There was a slight pause before Eve said reasonably, “Ah, but if you were a dog, you might be dead right now.”

Jacob was searching for the strength to drag himself up and strangle her, even if it killed him, when a new smudge of blurry color appeared before his eyes: an oval of rich brown, surrounded by ribbons of pastel purple. She came closer, closer, and he made out the details he’d rather forget. The rounded cheeks and the big, dark eyes behind rain-wet, spiky eyelashes. The stubbornly pointed chin and glittery, glossy lips. She was biting those lips, if he wasn’t mistaken, and quite violently, too.

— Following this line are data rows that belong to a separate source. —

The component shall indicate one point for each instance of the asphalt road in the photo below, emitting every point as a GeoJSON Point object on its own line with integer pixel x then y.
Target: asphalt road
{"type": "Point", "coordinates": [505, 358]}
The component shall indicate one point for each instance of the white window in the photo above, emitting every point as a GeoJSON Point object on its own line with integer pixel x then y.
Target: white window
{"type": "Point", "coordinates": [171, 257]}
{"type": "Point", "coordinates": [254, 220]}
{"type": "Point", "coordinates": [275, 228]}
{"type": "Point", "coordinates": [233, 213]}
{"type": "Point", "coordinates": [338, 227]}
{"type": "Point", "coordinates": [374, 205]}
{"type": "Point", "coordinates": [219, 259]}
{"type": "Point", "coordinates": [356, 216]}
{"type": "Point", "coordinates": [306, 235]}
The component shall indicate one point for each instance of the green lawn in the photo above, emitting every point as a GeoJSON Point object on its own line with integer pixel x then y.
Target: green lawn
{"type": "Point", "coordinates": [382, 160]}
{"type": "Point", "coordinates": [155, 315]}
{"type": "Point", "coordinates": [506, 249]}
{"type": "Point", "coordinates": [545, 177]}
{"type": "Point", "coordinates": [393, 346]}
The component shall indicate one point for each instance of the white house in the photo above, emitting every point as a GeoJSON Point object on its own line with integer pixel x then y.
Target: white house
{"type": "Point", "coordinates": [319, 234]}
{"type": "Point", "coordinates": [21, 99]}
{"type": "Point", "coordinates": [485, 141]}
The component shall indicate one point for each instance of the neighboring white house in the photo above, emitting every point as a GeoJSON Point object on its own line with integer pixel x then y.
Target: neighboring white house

Not to mention, there was a deep furrow on her formerly smooth forehead. Maybe she was racked with guilt.

Or maybe she was just worried about a potential manslaughter charge if he died.

Probably the latter.

“Would it take your mind off things if I showed you my tits?” she asked out of the blue.

God, concussions were strange.

“Jacob?”

“What?” he bit out.

“Did you hear me?”

“Did I—?” He stopped. Oh. Had the tits comment not been some kind of auditory hallucination? “Dunno,” he slurred. “Maybe it would help. Wait, no it—what the hell is wrong with you?”

“Several things.” She’d disappeared from his line of sight, which was honestly a blessing, and her voice came as if from a distance. “I only asked because when I came to the interview you seemed very distracted by my chest, so—”

“I was reading the T-shirt,” he insisted for what felt like the thousandth time.

“If you say so,” she murmured, clearly amused and absolutely infuriating. Then she cried, “Ah! Found them,” and reappeared again. Slowly, carefully, she slid his glasses back onto his face.

His glasses. She’d found his glasses. He hadn’t even asked. And now here she was, putting them on for him.

Of course, that task was not as easy as certain films and TV shows liked to make it look. As a general rule, Jacob made sure no one ever did it to him. Similarly, when women tried to remove his glasses in fits of passion, or whatever the fuck they thought they were doing, it usually pissed him off enough to take him out of the mood, and then he had to think about messy blow jobs for a solid five minutes to get going again. So when he realized that a complete stranger was attempting one of his least favorite things in the world, he tensed.